There are 197 GB free. 4 GB RAM are reported. Four login items. I did some troubleshooting with the login items, disabling them to see if it had any effect on bootup time, and it didn't.


----------



## MartyF81 (Jan 23, 2013)

Can you tell us what part is taking longer than expected?

Is it the initial gray screen with the apple logo? 

or maybe the part just before you have to enter your password at the login screen?

or perhaps is it after you enter your password and are waiting for desktop?


----------



## Shoal (Aug 18, 2011)

The whole bootup, every step, from beginning to end takes much longer. The 7-8 minutes is a sum total. But I should say that the part which has been stretched the most, which before only lasted a second or two and now lasts the bulk of the load-up time, is the blank screen of transition between the Apple logo and the desktop. The mouse cursor just sits there for minute after minute. I can even move it around.

(I do not enter in a password when booting up. I have my machine configured to bypass that step.)

Even after the desktop arrives, I still can't do anything for another minute or two. The machine is chugging away hard at something.


----------



## MartyF81 (Jan 23, 2013)

That Apple Logo/Gray screen transition is mostly Pre-Operating System stuff. I am not familiar with your Particular Model, but a PRAM or SMC reset may be a good place to start.

Resetting SMC: Intel-based Macs: Resetting the System Management Controller (SMC)
(make sure you read full article for instructions for your model.)

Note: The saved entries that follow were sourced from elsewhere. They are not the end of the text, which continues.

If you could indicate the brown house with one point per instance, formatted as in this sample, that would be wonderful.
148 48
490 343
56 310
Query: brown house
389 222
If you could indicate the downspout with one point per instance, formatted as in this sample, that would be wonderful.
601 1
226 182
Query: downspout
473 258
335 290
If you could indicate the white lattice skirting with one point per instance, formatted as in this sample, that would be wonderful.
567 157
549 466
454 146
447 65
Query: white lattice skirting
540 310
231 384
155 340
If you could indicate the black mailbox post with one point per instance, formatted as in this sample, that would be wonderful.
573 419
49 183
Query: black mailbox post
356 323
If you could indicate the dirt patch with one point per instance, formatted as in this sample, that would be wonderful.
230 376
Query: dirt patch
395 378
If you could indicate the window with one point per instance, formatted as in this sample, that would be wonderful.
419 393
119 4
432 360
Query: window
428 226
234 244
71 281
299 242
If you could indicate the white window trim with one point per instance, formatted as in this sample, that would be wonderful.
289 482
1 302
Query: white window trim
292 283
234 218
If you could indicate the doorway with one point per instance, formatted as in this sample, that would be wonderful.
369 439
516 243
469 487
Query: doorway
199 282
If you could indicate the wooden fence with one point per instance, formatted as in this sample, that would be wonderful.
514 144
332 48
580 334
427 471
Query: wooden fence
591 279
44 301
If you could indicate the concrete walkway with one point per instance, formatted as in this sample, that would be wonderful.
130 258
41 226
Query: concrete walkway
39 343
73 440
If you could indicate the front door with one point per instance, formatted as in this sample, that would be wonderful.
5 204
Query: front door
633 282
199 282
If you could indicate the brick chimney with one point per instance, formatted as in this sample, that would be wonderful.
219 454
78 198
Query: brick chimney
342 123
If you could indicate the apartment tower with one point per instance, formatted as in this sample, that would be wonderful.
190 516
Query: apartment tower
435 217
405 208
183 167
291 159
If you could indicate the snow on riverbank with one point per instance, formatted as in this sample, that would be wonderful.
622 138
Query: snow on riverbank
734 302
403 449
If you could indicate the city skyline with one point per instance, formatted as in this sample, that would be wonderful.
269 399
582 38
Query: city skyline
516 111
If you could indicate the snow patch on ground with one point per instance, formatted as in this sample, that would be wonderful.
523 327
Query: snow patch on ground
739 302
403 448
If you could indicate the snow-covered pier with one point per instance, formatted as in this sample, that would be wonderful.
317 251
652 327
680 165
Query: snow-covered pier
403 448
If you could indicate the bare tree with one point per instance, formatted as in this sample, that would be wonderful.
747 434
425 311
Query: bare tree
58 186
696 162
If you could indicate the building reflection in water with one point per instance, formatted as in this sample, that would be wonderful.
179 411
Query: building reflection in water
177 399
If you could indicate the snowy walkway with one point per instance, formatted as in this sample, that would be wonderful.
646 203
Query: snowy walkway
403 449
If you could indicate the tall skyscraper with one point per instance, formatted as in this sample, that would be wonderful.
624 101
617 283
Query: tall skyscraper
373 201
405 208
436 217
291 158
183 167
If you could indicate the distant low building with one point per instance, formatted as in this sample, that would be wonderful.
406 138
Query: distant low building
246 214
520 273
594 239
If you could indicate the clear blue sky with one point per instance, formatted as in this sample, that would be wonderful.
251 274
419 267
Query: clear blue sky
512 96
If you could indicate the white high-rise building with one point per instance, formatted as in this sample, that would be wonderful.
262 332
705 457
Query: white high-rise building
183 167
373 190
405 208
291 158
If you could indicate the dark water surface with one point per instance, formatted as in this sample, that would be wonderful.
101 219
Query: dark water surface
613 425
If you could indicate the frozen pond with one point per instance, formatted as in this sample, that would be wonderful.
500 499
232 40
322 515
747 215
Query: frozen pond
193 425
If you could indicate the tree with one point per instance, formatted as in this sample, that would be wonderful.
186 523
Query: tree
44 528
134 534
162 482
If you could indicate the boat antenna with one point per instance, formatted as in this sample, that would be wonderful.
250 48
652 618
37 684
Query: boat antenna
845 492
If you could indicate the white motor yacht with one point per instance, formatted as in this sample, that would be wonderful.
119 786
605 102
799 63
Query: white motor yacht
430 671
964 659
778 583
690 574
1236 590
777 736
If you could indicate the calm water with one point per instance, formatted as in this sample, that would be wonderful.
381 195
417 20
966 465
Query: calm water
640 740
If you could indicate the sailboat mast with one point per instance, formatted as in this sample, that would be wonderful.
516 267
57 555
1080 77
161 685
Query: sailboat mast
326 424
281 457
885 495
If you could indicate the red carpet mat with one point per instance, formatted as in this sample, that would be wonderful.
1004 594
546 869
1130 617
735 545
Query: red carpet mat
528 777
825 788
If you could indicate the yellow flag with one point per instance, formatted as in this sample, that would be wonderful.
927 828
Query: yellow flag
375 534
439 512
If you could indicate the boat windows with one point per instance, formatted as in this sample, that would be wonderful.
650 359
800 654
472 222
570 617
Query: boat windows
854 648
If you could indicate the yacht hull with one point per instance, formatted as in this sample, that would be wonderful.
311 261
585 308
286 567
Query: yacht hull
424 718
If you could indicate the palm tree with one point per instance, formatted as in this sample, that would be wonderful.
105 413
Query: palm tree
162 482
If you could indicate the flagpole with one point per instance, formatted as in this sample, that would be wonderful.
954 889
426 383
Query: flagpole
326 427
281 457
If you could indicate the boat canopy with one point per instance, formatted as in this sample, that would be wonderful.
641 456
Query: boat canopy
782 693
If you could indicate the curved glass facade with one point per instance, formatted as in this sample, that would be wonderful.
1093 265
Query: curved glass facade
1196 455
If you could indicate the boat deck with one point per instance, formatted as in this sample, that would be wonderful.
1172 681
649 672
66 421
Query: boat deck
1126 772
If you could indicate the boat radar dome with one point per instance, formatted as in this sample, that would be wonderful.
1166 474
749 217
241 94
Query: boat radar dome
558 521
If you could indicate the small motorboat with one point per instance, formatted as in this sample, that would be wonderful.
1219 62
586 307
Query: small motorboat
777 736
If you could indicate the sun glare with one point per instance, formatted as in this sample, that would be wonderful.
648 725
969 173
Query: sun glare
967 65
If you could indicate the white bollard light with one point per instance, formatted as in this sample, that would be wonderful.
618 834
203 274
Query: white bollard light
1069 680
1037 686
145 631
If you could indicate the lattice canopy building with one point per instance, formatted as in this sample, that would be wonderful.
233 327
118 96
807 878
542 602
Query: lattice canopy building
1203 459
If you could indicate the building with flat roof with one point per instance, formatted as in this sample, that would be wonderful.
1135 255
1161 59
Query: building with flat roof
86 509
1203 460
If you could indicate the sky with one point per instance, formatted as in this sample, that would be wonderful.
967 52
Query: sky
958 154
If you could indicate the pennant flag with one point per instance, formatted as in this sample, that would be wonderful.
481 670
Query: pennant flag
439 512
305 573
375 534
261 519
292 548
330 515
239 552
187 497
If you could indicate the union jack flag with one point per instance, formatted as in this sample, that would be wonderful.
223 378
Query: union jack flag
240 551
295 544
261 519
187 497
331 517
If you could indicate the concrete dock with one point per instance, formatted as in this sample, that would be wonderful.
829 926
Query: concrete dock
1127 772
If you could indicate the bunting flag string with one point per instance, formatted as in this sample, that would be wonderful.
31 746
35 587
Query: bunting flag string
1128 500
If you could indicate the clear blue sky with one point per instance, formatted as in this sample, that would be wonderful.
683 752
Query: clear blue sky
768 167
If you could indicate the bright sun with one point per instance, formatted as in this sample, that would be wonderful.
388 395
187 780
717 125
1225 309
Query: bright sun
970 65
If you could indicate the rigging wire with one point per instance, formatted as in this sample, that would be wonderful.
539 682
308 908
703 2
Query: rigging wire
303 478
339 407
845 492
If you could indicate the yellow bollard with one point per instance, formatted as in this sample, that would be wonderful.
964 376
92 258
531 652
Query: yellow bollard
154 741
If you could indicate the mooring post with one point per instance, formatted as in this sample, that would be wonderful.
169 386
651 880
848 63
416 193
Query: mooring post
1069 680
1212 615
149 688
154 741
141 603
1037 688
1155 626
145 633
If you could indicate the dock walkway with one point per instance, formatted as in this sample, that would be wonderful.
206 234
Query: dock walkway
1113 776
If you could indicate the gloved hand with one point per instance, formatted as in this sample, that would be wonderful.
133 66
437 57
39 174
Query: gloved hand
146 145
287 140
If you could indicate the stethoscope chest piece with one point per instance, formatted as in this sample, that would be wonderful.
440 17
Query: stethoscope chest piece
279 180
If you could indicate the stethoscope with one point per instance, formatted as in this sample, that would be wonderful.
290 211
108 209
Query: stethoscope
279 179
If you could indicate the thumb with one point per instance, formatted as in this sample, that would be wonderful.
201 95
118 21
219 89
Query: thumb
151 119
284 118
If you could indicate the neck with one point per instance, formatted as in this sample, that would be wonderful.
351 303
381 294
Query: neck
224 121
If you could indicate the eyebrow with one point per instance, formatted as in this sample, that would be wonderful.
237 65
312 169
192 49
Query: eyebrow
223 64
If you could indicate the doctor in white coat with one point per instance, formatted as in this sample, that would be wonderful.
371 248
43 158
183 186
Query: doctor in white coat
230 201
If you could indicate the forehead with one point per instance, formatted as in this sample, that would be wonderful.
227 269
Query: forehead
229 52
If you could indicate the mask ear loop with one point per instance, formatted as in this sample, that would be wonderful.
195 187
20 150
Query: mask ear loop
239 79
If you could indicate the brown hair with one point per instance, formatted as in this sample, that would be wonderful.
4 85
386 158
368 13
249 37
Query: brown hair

Resetting PRAM/NVRAM: About NVRAM and PRAM

Maybe start with that to shake out any possible Pre-OS issues.


----------



## Shoal (Aug 18, 2011)

I assume this isn't going to damage my data in any fashion?


----------



## MartyF81 (Jan 23, 2013)

I will not say there is "no chance" because, well ya never know. But it is very low risk. Those are both used to reset low level computing stuff. So your clock might need to be reset etc... but for the most part it is kind of like pulling the battery out of your cell phone and putting it back in. Kind of gets the hardware a kick in the pants.


----------



## Shoal (Aug 18, 2011)

Did both of those tasks you suggested. Assuming I did them right (as there was no indication either way), it didn't help.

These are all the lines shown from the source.